Familie Schlesinger fährt aber quasi ’nen Doppelsieg ein. Denn mit allen Tricks und Kniffen zog ein naher Verwandter an ihr vorbei. „Ein Skandal mit Ansage“ war das Stück aus der Frankenpost betitelt, in dem sich Schlesingers Ehemann Gerhard Spörl schon im Sommer ausheulte. Er sei ja bloß ein „Kollateralschaden, damit man seiner Frau schaden könne, wie er unserer Zeitung in einem exklusiven Gespräch sagt“. Dass ihm die Berliner Messe mit dem gut dotierten Beratungsauftrag einen Gefallen getan habe, sei „nicht nur weit hergeholt, sondern entbehrt jeder Grundlage“. Klar, Tagessätze rund um die 2.000 Euro sind für manche normal. Aber ist das glaubwürdig?

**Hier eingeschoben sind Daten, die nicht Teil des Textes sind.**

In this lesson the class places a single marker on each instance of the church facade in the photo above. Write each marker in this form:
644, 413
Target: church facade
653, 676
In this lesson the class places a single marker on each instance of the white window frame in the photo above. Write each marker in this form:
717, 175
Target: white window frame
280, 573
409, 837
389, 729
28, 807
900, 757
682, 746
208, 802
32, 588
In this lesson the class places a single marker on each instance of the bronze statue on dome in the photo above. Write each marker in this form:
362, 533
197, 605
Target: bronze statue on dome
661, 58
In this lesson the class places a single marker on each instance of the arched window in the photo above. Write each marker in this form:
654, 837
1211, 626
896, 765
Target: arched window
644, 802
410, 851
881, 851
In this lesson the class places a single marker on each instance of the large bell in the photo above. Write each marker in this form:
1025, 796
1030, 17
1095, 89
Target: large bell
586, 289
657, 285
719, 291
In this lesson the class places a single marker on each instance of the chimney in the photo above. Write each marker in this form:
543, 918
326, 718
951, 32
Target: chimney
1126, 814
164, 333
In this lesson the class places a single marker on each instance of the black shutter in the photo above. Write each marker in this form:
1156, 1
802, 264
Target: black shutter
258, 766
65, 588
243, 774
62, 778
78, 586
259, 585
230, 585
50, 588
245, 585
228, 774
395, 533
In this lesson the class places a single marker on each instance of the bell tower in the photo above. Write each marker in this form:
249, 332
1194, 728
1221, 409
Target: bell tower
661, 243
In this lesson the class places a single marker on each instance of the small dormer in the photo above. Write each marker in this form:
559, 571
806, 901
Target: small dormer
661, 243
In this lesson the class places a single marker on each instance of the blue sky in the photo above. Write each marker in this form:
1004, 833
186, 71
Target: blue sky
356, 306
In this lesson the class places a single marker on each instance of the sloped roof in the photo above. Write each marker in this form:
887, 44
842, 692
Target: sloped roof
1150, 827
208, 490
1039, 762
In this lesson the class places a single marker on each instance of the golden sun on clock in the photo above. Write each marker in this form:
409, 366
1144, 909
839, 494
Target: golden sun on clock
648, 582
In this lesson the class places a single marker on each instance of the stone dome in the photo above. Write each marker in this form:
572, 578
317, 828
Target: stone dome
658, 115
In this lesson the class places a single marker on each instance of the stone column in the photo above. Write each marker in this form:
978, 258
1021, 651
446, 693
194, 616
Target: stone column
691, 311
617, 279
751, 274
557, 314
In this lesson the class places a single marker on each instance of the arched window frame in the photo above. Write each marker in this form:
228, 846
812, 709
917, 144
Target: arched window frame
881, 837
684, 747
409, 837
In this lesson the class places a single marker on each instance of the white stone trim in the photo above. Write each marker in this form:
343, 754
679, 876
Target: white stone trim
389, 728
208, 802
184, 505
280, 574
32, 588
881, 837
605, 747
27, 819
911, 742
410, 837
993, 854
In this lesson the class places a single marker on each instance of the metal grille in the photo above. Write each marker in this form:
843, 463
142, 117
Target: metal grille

Ja, sagt Spörl, denn die Messe war in großer Not. Sie stellte plötzlich fest, „dass sie im September 2022 ihren 200. Geburtstag feiern würde und nichts vorbereitet war“. Und Spörl brachte die brandheiße Idee mit, „eine Geschichte der Messe schreiben zu lassen, etwa als Coffee-Table-Book“. Aber wenn er „auch nur im Entferntesten geahnt hätte, dass dies alles so skandalisiert wird, hätte ich das alles natürlich nicht gemacht“.

Kein Wunder, dass bei so viel Selbstmitleid der Generalstaatsanwalt die Ermittlungen übernimmt. Deren Ausgang ist übrigens noch genau so offen wie das Erscheinen von Spörls Kaffeetischbeschwerer. „Allen Platzierten die besten Glückwünsche und einen guten Start ins neue Medienjahr“, wünscht die Mitbewohnerin. „Auch wenn wir zwei von ihnen nun leider nicht mehr so oft wiedersehen, weil sie sich selbst weggeschossen haben und auch weggeschossen wurden.“

Steffen Grimberg bringt hier jede Woche Unordnung in die aufgeräumte Medienwelt. Er ist Medienprofi und Vorsitzender des Berlin-Brandenburger Journalistenverbands DJV Berlin – JVBB.